When healing a regret, we also need to make amends. There is no amount of healing that can occur without having spoken to the one we hurt and asking forgiveness. Even if the person has died, we can do this by speaking Soul to Soul. If they offer forgiveness, then the process can continue on. If not, then we have to go back and repeat our affirmations. We cannot change others, only ourselves. We are not responsible for their behaviors and judgments, only for our response to them. If we have been sincere about our asking forgiveness and they reject us, it is their issue, not ours.
So we first begin the process of letting go by replacing our regretful feeling with a positive affirmation or prayer. We then ask forgiveness of the one we offended. Finally, we visualize ourselves healed.
This is the trickiest part of releasing a regret. In the simplest terms, we pretend that we have moved on. But of course, it is not that simple. A lot of people scoff at visualization as some kind of make-believe game. But in truth, visualization is just another term for goal-setting.
Most of us have goals in our work environment. Producing “X” amount of products, reaching “X” amount of clients, teaching “X” amount of material. And so on. These goals may seem a bit lofty, especially as we first set them. But we take steps toward achieving our goal.
The same is true when working through regret: letting go and asking forgiveness are those steps. And so we visualize ourselves replacing the hurtful feelings from regret with acceptance of ourselves. A common theme for me, especially when I do something which I know I might regret down the line, is to stop the regret from happening with a simple mantra: “It is what it is. I can’t change it now, and so I am going to move on.” If we can remind ourselves of this right away, we can avert any future regrets.
We actually do gain something from regret: we gain a life experience. We gain an opportiunity to grow more as a person through self-reflection and the work that accompanies it. So regret, in itself, is not bad. It is a part of our life experience that cannot be avoided. However, how long we hold onto it, can be our issue.
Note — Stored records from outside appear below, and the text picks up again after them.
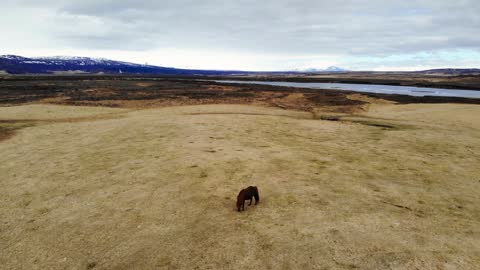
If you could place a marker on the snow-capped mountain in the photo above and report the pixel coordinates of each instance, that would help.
(14, 64)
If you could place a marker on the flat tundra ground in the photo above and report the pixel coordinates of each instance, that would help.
(392, 187)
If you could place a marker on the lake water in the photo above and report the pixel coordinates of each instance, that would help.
(372, 88)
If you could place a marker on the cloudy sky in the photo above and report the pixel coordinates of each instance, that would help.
(249, 34)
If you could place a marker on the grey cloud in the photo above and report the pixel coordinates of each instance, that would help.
(351, 27)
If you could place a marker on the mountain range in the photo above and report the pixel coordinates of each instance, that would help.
(14, 64)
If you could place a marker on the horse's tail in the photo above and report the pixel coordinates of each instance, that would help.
(240, 198)
(255, 194)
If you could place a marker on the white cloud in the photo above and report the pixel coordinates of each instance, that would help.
(243, 34)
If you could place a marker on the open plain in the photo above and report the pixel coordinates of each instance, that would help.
(146, 178)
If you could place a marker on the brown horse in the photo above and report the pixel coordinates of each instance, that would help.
(247, 194)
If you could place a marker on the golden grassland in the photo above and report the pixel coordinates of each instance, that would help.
(392, 187)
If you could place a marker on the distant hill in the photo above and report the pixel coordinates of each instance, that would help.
(451, 71)
(331, 69)
(14, 64)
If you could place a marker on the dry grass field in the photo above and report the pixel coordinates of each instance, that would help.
(393, 187)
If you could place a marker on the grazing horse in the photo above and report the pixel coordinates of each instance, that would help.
(247, 194)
There is one regret in my life that I have not released yet. It is a big one, and I am working through it. But frankly, I am not quite ready to let it go, though it happened probably 15 or more years ago. I have done much of the groundwork for releasing this regret, but I am still holding on to a part of it. The ones involved are not yet ready to hear my asking forgiveness and understanding how much I need that forgiveness. They just are not mature enough yet, and so I am waiting until they have some life experience and then I will complete the process. And so I live with that regret, but I have desensitized it a bit, so it is not so painful when it creeps into my memory. It is my opportunity for growth.